For COVID-19, the virus has been found in the air more than 6 feet away
from the patient, in ventilation systems, and even in the air in hallways
outside patients’ rooms, indicating the potential for airborne spread.
(Santarpia 2020 preprint data; Ong 2020, Liu 2020) Guo (2020) found virus
RNA in the air up to 4 meters from the patient. However, the presence of
RNA doesn’t mean that there is viable virus, nor that it was present in
large enough numbers to cause clinical infection. That being said, if COVID
is aerosolized in large volumes, it is likely that the virus remains viable for
at least 3-5 hours, and maybe much longer. (Van Doremalen 2020; Fears
2020)
At this point, I think the only safe conclusion is that airborne transmission
is possible. However, that doesn’t make it likely. Because of their larger
size, large droplets contain as much as 99.9% of viral particles exhaled.

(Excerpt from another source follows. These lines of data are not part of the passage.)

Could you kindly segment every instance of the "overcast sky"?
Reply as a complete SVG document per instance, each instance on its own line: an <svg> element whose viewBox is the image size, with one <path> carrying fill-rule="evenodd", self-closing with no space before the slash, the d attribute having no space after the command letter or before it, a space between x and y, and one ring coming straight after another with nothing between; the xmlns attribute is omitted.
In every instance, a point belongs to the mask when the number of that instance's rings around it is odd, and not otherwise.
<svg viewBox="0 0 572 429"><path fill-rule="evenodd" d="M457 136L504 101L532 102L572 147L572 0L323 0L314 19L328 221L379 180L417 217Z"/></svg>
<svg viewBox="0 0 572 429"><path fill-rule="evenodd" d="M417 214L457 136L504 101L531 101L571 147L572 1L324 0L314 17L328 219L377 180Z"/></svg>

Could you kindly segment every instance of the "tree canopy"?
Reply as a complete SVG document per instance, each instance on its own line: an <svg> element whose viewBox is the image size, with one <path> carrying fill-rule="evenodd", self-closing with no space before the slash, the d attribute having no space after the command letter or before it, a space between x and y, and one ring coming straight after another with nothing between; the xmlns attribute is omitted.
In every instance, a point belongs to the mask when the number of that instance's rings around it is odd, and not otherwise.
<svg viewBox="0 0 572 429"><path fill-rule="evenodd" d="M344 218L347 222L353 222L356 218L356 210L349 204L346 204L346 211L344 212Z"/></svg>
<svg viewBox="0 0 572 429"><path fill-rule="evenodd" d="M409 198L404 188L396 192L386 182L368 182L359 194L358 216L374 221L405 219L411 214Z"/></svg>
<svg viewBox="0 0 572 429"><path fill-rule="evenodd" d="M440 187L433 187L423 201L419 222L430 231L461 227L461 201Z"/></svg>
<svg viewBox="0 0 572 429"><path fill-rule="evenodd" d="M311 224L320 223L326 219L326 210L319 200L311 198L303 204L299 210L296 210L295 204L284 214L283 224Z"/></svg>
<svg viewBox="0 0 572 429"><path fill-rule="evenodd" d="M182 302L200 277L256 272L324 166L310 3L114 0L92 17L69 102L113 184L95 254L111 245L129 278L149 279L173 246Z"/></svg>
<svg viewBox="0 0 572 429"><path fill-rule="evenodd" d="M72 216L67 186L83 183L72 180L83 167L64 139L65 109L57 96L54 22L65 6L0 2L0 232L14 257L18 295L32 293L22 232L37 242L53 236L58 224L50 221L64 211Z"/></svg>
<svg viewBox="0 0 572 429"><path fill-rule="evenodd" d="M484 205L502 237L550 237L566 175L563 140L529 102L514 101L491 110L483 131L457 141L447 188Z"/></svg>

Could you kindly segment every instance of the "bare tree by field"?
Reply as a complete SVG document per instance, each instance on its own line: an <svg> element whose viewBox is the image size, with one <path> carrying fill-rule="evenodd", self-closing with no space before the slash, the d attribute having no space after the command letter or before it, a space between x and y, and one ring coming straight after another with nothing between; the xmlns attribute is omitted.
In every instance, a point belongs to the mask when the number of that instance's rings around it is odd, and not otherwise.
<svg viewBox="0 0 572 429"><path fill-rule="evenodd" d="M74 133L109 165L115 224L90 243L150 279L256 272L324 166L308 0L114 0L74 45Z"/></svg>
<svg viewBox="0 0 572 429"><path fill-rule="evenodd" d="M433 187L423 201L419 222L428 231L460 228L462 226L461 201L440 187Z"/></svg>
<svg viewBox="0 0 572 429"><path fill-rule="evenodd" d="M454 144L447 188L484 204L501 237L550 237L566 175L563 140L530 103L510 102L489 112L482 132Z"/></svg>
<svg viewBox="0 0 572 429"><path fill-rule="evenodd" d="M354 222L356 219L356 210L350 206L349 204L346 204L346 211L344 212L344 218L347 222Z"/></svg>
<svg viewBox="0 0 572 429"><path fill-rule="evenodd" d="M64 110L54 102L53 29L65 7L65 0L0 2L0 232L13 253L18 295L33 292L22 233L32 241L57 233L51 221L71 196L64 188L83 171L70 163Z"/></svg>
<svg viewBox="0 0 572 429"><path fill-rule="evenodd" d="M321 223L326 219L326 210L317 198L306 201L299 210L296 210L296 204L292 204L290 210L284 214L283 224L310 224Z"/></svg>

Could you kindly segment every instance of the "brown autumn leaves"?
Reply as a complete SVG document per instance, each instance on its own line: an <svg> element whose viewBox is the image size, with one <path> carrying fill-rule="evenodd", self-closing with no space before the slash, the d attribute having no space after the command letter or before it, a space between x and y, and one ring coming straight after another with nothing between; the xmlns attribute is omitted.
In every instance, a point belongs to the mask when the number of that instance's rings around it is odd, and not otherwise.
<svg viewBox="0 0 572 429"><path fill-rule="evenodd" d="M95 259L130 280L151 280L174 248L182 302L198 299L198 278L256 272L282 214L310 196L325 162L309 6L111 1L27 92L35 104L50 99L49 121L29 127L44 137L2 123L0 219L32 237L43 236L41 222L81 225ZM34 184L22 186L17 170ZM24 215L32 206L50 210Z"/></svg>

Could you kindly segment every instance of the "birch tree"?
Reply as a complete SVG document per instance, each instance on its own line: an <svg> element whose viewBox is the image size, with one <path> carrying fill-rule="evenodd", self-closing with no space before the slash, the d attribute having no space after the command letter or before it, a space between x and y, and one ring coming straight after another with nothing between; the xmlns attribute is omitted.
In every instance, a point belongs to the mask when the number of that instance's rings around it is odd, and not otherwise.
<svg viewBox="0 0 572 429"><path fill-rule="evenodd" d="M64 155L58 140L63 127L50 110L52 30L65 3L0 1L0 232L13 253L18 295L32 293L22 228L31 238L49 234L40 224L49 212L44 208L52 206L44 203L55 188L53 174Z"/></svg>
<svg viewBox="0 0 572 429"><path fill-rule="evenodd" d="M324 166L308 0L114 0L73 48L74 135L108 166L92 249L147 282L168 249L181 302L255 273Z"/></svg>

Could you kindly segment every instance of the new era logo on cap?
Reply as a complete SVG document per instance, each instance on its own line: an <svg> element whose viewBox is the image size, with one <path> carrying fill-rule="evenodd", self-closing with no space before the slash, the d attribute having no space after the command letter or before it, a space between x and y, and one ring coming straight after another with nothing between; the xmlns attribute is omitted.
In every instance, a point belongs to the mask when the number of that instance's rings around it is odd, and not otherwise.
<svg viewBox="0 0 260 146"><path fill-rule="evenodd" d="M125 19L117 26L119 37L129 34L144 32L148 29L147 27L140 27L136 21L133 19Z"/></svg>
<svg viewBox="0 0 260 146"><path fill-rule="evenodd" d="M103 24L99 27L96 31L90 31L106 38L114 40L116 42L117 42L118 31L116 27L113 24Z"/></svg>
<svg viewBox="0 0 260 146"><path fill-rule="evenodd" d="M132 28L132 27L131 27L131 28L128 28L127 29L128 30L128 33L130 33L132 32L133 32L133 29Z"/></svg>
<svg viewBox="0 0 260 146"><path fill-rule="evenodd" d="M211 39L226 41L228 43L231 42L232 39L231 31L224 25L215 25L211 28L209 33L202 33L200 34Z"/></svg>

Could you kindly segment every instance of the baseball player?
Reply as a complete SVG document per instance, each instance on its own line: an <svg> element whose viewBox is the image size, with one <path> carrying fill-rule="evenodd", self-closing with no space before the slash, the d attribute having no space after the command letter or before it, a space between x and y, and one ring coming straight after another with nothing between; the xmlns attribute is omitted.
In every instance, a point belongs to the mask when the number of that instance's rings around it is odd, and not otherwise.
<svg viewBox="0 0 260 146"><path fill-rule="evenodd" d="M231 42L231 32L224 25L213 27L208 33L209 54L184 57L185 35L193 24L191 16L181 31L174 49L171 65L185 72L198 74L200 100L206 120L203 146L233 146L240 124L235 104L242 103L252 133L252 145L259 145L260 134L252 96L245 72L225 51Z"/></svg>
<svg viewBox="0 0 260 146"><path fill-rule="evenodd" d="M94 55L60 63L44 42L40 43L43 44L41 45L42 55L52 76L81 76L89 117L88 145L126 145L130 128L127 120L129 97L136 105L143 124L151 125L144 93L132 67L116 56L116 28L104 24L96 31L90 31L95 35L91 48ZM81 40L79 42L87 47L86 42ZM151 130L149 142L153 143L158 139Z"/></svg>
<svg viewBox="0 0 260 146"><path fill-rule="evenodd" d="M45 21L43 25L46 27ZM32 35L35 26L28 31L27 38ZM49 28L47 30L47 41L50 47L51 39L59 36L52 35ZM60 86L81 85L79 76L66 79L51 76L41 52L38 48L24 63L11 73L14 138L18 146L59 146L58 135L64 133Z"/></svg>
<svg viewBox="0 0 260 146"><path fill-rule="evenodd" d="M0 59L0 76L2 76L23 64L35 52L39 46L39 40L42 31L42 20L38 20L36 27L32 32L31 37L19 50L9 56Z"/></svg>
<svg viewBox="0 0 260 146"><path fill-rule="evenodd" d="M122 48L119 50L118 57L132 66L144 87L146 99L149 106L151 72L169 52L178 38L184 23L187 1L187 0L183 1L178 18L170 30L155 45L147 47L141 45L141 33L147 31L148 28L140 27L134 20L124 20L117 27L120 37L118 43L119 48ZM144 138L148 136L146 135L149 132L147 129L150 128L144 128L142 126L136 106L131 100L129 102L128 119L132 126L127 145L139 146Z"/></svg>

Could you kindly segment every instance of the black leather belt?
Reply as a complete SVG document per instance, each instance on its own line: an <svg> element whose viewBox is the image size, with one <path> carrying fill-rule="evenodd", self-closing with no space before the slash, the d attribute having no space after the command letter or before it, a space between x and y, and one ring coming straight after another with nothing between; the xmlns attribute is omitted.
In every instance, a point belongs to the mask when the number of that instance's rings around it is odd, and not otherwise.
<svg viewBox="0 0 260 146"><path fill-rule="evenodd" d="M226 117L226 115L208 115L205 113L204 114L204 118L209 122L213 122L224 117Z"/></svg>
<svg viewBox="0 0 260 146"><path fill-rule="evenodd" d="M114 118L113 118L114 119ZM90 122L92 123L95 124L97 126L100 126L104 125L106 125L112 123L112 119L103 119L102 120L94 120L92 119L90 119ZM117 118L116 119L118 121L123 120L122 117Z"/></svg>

Although aerosols may carry small amounts of virus, they become very
diffuse the further you are from the patient and are effectively managed
by modern ventilation systems. I don’t think we should be making black
and white statements. We need to consider the potential for aerosol
spread, and how that might impact our PPE practices, while
simultaneously recognizing that droplets and close contact with patients
represent a far greater risk.
Managing aerosols
One of the most important aspects of managing bioaerosols is good
ventilation. (Fiegel 2006) In ideal circumstances, 65% of all airborne
droplets can be removed with each air exchange, although because air
doesn’t mix perfectly, the number is probably in the 20-60% range in real
life. (Fiegel 2006) In medicine, we are used to thinking in half lives. Each
air exchange might take away half of the aerosols in a room, and
therefore, if you can determine the air exchange rate for your facility, you
can estimate the half life of aerosols, and use that to make PPE and clinical
decisions.
You can also disinfect air using a number of different systems, such as
HEPA filters and UV light. (Fiegel 2006) I wonder if anyone is using
portable HEPA air purifiers in hallways to limit airborne spread of COVID?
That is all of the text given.